No entanto, com esses avanços na GenAI e nos LLMs, surgem riscos significativos, considerações éticas e desafios, incluindo privacidade de dados e segurança das informações; dificuldades na interpretabilidade dos modelos; geração de informações falsas ou enganosas ("alucinações"); propagação de vieses, discriminação e conteúdo inadequado ou tóxico; desafios na regulação e governança da IA; não conformidade regulatória com possíveis sanções; questões de propriedade intelectual, direitos autorais, autoria e plágio; alto consumo de recursos e impacto ambiental; o "Efeito Eliza", excesso de confiança e capacidade crítica reduzida; riscos éticos na tomada de decisões automatizada; risco de dependência excessiva da IA para tarefas críticas; riscos de uso de LLMs para manipulação e desinformação; risco de substituição de trabalho humano; necessidade de transição e treinamento de trabalho; e desigualdades no acesso e uso de tecnologias de IA, para citar alguns dos mais importantes. 

Em particular, os LLMs podem gerar alucinações, ou seja, informações falsas ou enganosas, que, combinadas com o "Efeito Eliza", em que os usuários atribuem habilidades cognitivas humanas a esses sistemas, podem levar a excesso de confiança, dependência ou interpretações equivocadas e, portanto, a decisões erradas. 

Diante desses desafios, os órgãos reguladores estão tomando medidas proativas em nível nacional e internacional para lidar com os riscos e as oportunidades da IA. Em especial, a Declaração de Bletchley, assinada pela União Europeia e 27 países (incluindo Estados Unidos, Reino Unido, China, Índia, Brasil e Austrália) em novembro de 2023, estabelece um compromisso global com o desenvolvimento responsável da IA. Por sua vez, a União Europeia, com a iminente implementação do Artificial Intelligence Act, introduz a primeira estrutura abrangente e juridicamente vinculativa que classifica os sistemas de IA de acordo com seu risco e estabelece padrões muito rigorosos, especialmente para sistemas de alto risco.
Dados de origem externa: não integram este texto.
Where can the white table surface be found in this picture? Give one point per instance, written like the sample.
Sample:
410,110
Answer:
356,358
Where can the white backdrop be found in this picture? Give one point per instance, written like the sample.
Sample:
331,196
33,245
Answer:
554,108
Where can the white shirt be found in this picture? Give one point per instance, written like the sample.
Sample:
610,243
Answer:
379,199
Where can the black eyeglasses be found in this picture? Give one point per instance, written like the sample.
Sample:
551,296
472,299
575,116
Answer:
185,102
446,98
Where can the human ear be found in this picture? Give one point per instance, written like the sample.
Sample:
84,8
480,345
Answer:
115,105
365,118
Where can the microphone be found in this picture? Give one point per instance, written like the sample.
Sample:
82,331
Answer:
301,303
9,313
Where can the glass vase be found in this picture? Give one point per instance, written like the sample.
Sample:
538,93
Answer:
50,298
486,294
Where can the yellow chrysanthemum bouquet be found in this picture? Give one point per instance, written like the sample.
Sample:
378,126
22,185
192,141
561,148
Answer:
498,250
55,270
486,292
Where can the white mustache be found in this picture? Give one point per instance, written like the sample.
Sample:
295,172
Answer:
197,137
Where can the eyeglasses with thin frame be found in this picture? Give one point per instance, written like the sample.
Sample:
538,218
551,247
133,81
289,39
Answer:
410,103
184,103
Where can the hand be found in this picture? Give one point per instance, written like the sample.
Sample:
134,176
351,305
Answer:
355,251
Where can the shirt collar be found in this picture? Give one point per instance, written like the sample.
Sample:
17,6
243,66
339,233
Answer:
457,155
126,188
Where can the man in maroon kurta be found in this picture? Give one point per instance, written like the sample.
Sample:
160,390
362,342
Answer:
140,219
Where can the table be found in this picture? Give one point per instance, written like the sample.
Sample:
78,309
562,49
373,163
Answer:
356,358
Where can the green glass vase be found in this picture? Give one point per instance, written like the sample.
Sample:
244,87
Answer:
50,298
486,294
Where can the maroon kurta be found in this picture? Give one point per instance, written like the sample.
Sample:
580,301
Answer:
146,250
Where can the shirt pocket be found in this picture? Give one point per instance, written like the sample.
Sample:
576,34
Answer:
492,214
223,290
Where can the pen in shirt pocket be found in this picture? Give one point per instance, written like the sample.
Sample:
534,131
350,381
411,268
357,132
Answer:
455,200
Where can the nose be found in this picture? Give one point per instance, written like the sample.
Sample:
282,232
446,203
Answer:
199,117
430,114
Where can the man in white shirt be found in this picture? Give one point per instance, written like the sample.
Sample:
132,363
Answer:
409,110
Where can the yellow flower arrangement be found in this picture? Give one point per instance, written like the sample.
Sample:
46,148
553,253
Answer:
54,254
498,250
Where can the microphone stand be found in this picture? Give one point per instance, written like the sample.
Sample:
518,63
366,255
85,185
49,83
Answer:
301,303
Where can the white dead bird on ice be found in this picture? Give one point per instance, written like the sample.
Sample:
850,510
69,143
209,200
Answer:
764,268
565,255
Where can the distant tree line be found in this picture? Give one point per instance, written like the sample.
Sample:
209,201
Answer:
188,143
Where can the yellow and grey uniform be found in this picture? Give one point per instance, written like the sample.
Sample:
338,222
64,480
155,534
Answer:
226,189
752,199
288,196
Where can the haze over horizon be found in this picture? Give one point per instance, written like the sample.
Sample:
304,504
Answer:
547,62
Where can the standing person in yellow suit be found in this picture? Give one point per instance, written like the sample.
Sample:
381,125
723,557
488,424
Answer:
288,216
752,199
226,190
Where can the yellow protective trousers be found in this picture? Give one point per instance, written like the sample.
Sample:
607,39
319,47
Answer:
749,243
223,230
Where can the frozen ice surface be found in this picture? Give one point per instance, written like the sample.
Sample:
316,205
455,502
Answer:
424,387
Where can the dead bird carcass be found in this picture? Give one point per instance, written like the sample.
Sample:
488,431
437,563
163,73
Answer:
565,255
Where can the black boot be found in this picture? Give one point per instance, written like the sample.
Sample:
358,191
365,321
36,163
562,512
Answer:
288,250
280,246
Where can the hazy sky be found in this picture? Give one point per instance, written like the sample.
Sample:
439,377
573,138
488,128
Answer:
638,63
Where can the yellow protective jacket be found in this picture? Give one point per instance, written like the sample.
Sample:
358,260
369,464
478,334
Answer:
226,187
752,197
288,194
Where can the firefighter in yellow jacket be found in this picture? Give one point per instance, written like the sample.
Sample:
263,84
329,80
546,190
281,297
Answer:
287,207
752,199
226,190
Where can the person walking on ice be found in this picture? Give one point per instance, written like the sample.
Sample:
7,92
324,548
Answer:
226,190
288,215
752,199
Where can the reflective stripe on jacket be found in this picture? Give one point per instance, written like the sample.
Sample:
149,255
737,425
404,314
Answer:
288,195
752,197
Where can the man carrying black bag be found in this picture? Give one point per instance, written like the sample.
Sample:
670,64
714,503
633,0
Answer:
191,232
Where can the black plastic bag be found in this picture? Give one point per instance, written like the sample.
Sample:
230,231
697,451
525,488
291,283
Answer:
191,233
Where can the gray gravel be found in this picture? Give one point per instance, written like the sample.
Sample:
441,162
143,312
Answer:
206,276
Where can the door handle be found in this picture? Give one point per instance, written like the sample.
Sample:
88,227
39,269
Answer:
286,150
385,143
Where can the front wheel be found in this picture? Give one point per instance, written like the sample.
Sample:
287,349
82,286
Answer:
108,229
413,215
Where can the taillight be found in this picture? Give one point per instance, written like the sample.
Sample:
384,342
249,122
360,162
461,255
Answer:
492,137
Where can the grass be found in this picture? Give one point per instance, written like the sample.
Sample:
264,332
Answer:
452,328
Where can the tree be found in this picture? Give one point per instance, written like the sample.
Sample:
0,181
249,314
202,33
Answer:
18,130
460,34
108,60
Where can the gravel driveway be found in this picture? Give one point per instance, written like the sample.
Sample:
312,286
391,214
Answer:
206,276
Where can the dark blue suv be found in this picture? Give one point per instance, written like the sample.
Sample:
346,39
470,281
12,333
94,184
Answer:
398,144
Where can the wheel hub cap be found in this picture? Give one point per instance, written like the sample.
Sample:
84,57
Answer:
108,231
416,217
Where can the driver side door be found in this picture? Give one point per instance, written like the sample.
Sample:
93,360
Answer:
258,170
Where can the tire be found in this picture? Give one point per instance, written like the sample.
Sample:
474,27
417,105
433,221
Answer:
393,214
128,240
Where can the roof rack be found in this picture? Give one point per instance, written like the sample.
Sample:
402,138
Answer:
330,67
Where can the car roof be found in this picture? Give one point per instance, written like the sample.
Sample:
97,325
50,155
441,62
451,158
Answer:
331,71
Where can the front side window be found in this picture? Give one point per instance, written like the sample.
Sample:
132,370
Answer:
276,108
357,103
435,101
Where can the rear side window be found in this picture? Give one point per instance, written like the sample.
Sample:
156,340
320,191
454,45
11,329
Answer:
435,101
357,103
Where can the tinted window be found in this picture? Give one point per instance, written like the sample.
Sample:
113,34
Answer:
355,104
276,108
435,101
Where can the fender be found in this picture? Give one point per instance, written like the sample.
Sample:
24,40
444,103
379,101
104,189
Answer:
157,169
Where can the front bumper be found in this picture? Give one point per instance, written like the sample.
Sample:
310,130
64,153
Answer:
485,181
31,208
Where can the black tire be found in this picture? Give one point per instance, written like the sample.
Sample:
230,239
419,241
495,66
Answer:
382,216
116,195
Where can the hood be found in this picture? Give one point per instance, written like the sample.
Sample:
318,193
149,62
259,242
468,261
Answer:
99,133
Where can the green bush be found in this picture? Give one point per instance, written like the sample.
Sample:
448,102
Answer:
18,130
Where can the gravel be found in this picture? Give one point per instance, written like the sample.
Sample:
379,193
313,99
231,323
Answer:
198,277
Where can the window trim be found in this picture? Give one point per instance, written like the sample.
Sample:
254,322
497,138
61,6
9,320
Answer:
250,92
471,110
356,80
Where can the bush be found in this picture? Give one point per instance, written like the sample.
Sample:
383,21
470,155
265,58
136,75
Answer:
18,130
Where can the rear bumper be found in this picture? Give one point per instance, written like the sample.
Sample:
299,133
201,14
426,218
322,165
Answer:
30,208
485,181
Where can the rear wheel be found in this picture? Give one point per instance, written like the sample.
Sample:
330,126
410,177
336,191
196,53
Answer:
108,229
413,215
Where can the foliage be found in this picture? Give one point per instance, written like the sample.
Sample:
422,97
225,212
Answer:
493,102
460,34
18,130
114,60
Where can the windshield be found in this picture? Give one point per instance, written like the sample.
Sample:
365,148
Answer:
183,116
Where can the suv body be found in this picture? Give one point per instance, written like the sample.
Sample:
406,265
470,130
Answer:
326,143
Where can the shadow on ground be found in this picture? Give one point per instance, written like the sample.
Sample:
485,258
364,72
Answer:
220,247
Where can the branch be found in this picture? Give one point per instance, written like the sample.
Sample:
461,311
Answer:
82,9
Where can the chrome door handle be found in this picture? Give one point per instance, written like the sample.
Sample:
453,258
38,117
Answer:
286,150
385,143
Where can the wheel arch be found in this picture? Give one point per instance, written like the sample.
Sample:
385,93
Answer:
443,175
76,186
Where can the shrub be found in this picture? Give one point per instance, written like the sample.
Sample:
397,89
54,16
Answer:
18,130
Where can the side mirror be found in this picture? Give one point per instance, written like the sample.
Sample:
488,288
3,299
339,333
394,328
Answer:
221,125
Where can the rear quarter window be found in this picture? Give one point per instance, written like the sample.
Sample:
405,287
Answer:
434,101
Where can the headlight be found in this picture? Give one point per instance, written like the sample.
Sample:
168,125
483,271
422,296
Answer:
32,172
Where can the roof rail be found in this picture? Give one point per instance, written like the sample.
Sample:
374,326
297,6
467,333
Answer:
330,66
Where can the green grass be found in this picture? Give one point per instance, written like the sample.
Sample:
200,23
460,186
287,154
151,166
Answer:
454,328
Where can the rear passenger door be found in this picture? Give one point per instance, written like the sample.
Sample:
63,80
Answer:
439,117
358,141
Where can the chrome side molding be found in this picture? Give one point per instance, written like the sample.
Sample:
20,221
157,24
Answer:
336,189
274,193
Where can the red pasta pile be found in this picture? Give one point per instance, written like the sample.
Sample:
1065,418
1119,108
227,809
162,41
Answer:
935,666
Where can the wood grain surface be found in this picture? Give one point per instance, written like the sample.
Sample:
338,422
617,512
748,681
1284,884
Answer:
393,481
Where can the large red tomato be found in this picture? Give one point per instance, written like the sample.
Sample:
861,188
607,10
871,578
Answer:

E nos Estados Unidos, a Ordem Executiva do Presidente Biden, emitida em 30 de outubro de 2023, e o Blueprint for an Artificial Intelligence Bill of Rights estabelecem padrões para garantir a segurança, a confiabilidade e a imparcialidade da IA, com foco em privacidade, direitos civis, proteção ao consumidor e liderança internacional na governança da IA. 

Nesse contexto, as organizações estão definindo sua estratégia de IA (com foco especial em GenAI e LLMs), projetando seu plano de adoção de IA e adaptando suas estruturas, incluindo a criação de centros de excelência de GenAI e a incorporação de novas figuras, como o Chief AI Officer. Os frameworks de gestão existentes (risco de modelo, proteção de dados, segurança cibernética etc.) estão sendo adaptados de acordo com os desafios específicos da IA. Isso envolve ajustar o apetite de risco, revisar e atualizar políticas e procedimentos e realizar uma revisão profunda do stack tecnológico e dos dados; tudo isso implica uma revisão de todo o ciclo de vida dos sistemas de IA, desde o projeto até a implantação e a manutenção, para garantir que estejam  em conformidade com os padrões éticos, de segurança e de compliance normativo. 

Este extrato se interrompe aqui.